August 31st has now become a national holiday for terrorists affiliated with the Taliban, marking the one-year anniversary of the United States’ withdrawal from Afghanistan. They marked the occasion by marching on the now-abandoned Bagram Air Base. In just one year under their rule, women have been forced out of schools, forced marriages have skyrocketed, and stoning is now an allowed form of punishment.
FOX NEWS: Taliban celebrates US Afghanistan withdrawal with parade in front of US Embassy, Bagram air base
Caitlin McFall; August 31, 2022
The Taliban celebrated the one-year anniversary of the U.S. withdrawal from Afghanistan Wednesday by parading in front of the former U.S. embassy in Kabul.
The anniversary marked the end of the longest U.S. military campaign and a 20-year war that resulted in the fall of Kabul and its democratic government to the insurgent group last August.
The Taliban, which remains unrecognized as the official government of Afghanistan by any nation, has made Aug. 31 a national holiday, according to Reuters.
Images surfaced Wednesday that showed the Taliban and its supporters celebrating the day by parading in Kabul while holding rifles, siting in the back of trucks and on top of heavy armored vehicles.
A military parade was also reportedly held at the Bagram air base – which the U.S. vacated in July 2021.
Men walked in formation on the air base’s runway as helicopters and military vehicles followed as Taliban officials stood and watched under the protection of a shaded area, posts on social media showed.
The U.S. officially left Afghanistan one minute to midnight Aug. 30, 2021, which the Taliban have deemed it “Freedom Day” and celebrated by launching fireworks over Kabul Tuesday night.
Though the return of the Taliban has meant anything but liberty for all.
Since overthrowing the capital and the evacuation of former President Ashraf Ghani last year, the insurgent group has reimplemented harsh Islamic laws not seen since before the U.S. invaded in 2001, which have had devastating effects on the rights of women and girls.
Girls are no longer allowed to attend secondary school which has meant their education stops after the sixth grade.
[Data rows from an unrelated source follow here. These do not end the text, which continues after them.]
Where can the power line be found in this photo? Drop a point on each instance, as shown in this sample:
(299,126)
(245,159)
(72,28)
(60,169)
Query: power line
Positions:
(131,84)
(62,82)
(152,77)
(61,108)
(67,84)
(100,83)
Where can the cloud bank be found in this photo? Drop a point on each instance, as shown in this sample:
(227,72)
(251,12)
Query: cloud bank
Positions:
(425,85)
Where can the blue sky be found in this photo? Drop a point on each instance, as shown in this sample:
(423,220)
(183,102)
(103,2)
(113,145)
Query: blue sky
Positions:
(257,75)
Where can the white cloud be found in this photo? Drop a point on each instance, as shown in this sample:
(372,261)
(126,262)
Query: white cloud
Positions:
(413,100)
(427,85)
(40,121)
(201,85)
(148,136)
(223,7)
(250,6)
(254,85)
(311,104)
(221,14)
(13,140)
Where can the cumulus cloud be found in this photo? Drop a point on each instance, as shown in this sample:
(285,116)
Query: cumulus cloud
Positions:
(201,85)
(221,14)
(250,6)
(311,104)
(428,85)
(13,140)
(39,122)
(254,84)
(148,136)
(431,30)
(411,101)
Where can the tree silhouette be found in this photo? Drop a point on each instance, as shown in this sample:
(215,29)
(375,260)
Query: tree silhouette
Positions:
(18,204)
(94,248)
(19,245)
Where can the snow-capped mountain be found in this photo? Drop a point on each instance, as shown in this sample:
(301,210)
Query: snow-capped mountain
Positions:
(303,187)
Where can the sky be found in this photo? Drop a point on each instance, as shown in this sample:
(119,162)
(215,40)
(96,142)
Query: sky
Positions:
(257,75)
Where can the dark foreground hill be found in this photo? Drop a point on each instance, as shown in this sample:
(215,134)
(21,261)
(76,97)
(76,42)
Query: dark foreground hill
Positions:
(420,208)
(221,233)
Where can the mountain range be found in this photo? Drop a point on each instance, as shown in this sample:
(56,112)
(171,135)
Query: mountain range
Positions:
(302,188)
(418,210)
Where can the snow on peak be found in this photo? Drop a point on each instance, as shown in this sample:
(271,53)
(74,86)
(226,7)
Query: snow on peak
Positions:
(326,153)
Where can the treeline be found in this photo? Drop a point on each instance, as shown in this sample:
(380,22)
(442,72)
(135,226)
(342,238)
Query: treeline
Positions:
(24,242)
Forced marriages have begun to be reported at an increasing rate as parents struggle to provide food for their families amid a crippling economy and harsh punishments have once again begun to reemerge, such as stoning and the mutilation of hands for thievery.
Women are once again required to wear the hijab, be escorted by men when ordering a taxi or traveling any distance and they are no longer allowed to work unless it is in the medical or educational sector.
The United Nations has called on the Taliban to reverse its oppressive policies and for the international community to step in to provide humanitarian relief for those most effected by Afghanistan’s flagging economy and oppressive policies.